18-year-old Helena Muffly wrote exactly 100 years ago today:
Monday, November 10, 1913: Am trying to fix one of my winter <missing word>. Wonder how it will turn out. I am good at doing awful sewing.
Her middle-aged granddaughter’s comments 100 years later:
I understand. I’m also good at doing awful sewing.
I’m not a good seamstress because I’m not a careful sewer and tend to take shortcuts. Were you the same? Did you skip steps like basting?
Here’s basting directions from a hundred-year-old book:
Bastings are temporary stitches used to hold two or more pieces of material together while putting in the permanent stitches. Careful basting is essential to successful sewing.

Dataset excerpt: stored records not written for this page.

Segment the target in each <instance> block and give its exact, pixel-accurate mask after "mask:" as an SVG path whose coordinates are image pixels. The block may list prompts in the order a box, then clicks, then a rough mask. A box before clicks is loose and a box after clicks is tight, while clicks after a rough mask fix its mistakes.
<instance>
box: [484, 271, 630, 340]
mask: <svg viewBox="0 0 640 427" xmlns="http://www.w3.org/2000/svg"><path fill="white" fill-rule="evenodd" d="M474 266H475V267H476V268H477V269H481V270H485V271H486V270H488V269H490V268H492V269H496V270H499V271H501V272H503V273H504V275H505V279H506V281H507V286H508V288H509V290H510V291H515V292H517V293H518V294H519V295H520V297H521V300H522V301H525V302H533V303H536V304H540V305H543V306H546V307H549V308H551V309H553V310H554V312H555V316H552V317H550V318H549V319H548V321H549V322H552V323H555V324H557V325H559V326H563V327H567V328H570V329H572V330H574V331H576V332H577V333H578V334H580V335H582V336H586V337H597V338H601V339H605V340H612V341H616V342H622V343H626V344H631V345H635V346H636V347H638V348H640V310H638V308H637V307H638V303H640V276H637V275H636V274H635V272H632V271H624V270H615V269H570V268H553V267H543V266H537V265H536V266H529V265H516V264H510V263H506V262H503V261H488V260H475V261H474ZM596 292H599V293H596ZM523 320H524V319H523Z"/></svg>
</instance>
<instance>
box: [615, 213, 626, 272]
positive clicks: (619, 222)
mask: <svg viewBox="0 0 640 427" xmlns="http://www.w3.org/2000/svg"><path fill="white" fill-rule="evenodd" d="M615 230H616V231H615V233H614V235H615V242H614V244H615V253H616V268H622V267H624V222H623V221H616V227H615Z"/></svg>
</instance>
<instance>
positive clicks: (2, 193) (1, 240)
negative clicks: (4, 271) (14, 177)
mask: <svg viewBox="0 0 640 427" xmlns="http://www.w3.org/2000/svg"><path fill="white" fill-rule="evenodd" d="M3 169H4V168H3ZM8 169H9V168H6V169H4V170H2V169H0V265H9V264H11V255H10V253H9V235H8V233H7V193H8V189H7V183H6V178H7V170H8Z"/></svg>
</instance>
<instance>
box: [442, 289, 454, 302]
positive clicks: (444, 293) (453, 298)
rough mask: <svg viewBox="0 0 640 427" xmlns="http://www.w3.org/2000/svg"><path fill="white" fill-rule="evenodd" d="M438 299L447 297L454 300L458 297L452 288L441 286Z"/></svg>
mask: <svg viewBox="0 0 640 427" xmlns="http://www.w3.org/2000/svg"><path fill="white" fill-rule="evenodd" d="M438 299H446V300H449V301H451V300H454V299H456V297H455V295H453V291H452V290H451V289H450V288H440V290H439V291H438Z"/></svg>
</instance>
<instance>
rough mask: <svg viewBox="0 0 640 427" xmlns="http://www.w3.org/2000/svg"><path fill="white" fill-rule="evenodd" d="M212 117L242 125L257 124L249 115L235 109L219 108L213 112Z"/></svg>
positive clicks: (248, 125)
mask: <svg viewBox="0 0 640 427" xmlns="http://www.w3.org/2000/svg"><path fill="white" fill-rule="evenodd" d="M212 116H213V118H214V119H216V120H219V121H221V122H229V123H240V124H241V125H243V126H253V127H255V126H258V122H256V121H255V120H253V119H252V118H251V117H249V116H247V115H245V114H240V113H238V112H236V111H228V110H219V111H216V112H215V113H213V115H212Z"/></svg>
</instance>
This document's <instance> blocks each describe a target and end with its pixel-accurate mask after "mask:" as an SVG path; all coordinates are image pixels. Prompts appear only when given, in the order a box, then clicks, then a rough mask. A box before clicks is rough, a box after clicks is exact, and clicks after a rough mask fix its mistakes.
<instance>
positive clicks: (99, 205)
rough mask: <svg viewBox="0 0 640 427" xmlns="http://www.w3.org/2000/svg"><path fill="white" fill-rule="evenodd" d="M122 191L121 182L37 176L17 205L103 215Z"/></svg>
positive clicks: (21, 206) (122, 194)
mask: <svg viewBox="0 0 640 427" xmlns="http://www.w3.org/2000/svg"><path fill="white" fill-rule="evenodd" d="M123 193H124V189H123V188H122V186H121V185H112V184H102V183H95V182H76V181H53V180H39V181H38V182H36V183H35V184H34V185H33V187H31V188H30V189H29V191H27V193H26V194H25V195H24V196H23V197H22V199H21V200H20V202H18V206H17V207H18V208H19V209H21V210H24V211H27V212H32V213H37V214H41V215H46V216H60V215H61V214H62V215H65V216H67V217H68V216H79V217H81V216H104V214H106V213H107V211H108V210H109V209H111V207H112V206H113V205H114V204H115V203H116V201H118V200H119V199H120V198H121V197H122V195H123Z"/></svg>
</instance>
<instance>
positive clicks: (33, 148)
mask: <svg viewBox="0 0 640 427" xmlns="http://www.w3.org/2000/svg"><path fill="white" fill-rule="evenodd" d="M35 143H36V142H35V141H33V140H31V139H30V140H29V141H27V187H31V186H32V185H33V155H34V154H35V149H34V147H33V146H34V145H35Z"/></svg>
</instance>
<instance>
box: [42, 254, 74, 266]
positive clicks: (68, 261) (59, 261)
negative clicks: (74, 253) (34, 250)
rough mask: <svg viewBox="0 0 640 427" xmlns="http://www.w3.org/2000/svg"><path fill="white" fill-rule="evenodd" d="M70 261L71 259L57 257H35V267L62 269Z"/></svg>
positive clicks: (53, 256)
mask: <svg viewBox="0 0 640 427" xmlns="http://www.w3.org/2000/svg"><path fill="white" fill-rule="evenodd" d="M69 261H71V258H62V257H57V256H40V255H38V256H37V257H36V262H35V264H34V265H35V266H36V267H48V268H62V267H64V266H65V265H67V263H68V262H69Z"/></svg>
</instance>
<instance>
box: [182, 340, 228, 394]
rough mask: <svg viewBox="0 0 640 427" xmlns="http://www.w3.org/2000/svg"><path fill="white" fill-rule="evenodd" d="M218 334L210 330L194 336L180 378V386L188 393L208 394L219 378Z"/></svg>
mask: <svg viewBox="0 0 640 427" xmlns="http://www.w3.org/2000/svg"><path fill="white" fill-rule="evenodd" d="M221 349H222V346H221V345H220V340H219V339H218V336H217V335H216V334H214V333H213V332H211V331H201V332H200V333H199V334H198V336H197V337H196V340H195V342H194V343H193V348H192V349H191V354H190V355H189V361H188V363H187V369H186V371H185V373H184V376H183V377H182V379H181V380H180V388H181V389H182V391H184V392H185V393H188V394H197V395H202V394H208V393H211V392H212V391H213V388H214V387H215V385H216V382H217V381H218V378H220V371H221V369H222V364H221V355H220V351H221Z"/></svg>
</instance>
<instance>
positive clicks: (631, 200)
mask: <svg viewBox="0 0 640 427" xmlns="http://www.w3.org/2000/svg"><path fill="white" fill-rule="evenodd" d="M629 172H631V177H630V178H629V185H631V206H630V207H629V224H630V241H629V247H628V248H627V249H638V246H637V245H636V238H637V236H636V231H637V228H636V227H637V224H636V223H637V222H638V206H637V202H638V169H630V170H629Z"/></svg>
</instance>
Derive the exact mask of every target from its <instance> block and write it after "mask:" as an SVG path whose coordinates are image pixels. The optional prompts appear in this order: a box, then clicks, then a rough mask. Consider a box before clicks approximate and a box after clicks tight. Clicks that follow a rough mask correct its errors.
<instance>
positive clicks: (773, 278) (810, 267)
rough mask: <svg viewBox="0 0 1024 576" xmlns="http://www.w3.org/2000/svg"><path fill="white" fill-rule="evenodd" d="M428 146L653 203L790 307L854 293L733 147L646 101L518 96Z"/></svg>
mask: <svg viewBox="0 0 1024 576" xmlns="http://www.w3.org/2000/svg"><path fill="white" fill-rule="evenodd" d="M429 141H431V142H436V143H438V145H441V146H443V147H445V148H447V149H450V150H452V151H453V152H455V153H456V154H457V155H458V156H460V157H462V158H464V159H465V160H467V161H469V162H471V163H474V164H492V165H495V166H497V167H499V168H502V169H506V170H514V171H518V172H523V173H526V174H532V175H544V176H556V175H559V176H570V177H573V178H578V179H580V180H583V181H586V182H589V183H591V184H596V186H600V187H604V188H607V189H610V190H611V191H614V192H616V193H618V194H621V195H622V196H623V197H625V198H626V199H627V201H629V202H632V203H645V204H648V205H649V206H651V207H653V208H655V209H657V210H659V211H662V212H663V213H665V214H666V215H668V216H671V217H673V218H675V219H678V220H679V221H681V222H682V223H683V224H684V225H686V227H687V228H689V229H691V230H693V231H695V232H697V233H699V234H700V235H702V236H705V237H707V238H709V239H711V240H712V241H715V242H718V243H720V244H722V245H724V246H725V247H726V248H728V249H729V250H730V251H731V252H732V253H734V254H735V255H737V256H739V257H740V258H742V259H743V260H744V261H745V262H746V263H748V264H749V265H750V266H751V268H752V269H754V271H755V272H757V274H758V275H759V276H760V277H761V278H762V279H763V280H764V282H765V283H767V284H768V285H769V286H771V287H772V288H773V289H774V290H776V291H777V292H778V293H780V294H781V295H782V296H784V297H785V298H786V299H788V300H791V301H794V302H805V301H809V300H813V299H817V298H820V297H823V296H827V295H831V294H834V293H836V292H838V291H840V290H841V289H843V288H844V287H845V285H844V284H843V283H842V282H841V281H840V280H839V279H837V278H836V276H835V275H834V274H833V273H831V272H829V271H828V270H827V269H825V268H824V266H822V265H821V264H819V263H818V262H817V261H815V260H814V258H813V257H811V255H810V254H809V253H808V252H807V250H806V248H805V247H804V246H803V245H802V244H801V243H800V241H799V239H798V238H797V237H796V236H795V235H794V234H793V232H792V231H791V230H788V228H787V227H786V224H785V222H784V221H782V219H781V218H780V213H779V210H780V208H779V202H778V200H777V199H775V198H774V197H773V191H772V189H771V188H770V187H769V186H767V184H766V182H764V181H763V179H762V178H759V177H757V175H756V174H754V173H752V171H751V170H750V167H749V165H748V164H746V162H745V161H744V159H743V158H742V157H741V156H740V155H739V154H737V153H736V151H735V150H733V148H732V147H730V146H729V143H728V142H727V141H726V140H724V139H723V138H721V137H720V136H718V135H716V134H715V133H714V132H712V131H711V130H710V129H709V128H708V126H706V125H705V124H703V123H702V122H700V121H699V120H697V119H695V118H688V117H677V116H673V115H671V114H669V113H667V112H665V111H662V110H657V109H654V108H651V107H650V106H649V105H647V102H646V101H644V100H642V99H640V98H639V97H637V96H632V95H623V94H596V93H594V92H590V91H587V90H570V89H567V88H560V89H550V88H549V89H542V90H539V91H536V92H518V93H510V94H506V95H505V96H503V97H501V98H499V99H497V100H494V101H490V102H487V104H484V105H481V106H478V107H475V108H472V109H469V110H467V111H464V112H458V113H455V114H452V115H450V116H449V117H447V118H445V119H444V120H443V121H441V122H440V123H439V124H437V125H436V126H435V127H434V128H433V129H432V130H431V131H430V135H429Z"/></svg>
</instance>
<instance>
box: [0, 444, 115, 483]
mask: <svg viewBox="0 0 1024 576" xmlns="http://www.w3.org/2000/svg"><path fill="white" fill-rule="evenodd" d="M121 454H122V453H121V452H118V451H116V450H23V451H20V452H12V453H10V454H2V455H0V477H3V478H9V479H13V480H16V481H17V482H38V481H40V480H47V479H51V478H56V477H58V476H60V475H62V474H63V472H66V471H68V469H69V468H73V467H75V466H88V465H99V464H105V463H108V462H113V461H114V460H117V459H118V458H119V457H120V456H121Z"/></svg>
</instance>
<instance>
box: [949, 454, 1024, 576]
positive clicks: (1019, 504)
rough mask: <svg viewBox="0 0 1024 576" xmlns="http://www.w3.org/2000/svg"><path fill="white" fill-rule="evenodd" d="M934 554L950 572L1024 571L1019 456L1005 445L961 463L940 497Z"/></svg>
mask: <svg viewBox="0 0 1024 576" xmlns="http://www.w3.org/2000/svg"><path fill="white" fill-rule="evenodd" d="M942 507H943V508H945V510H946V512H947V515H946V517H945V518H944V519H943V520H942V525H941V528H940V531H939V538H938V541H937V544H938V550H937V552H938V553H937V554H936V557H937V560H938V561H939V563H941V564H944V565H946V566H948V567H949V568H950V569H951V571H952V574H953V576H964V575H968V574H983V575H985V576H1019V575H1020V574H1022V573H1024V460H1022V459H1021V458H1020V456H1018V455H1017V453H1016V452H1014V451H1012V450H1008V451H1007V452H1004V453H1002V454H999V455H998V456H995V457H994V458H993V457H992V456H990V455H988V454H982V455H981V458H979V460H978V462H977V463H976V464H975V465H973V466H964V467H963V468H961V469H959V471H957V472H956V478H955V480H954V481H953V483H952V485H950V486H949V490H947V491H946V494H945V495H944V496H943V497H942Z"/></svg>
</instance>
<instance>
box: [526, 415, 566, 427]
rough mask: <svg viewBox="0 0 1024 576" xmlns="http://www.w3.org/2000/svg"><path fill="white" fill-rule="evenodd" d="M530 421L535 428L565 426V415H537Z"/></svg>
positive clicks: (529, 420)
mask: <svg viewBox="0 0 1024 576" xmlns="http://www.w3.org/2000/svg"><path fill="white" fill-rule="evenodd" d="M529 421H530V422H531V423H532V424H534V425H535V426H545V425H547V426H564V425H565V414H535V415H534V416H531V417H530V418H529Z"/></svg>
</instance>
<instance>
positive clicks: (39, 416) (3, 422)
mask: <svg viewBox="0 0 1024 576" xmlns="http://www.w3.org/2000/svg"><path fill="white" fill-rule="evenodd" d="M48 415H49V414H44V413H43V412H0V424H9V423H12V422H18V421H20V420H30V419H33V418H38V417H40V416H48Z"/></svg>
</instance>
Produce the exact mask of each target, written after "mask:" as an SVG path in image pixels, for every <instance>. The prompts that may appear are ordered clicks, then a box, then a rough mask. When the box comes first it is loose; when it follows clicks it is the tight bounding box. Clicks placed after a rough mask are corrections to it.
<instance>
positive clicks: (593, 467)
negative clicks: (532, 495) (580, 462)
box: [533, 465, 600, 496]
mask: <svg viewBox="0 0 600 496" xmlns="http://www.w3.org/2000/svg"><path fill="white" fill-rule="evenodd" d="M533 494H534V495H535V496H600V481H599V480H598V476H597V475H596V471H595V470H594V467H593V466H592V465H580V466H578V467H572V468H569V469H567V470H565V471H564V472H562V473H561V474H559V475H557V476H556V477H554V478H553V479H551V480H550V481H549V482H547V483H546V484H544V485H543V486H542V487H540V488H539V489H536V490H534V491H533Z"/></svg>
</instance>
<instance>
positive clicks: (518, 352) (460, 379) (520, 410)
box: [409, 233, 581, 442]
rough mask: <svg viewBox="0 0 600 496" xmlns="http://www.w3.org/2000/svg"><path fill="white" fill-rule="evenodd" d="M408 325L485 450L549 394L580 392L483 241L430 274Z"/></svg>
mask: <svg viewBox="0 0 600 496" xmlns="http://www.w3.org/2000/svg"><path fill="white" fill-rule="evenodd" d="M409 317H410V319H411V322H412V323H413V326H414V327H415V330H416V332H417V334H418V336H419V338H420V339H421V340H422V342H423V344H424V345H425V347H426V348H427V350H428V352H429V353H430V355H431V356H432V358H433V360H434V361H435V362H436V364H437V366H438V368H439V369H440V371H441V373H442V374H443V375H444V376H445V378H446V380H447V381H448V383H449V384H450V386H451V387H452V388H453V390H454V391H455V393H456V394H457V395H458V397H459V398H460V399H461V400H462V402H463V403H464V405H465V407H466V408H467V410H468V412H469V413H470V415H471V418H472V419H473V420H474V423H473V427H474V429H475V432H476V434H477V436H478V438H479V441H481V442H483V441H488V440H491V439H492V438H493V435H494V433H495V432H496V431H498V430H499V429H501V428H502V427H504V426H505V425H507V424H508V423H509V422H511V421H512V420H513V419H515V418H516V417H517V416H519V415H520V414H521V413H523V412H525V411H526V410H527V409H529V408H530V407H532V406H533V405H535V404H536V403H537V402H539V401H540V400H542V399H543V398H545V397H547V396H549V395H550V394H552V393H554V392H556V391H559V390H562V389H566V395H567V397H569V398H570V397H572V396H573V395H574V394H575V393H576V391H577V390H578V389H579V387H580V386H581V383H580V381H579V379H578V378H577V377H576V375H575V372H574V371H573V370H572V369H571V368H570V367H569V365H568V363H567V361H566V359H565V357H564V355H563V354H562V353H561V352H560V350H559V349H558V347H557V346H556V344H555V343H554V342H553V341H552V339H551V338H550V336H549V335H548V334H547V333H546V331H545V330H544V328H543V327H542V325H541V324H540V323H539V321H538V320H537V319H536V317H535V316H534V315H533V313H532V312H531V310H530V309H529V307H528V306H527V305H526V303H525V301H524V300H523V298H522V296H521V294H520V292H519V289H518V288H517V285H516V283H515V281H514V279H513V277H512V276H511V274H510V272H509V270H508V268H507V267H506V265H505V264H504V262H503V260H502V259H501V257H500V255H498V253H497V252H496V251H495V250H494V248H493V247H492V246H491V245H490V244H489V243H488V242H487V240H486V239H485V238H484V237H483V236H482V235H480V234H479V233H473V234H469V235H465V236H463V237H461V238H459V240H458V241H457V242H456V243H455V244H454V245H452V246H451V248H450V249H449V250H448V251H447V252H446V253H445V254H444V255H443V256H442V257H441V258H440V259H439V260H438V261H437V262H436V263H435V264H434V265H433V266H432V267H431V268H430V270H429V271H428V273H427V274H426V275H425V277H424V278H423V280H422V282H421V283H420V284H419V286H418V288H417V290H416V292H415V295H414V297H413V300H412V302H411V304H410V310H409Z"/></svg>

There are four kinds of bastings.
Even Bastings start with a knot of the right side so that they may be easily removed. Pass the needle over and through the material making the stitches and spaces the same length. To fasten the thread, take two stitches over the last one made. (Fig. 1)
Uneven Bastings are made by the method just described for even bastings, except that the stitches and spaces are of unequal length. The stiches taken upon the needle are about a third shorter than the space covered by the thread. (Fig. 2)
Combination Bastings are used on seams where extra firmness is desired for close fitting. They are made by taking, alternately, one long stitch and two short stitches. (Fig. 3)
Diagonal Bastings are slanting and used in dressmaking to secure the outside material to its lining, particularly where the lining is eased on to the material, as is often the case in waist-making. The method is shown in Fig. 4.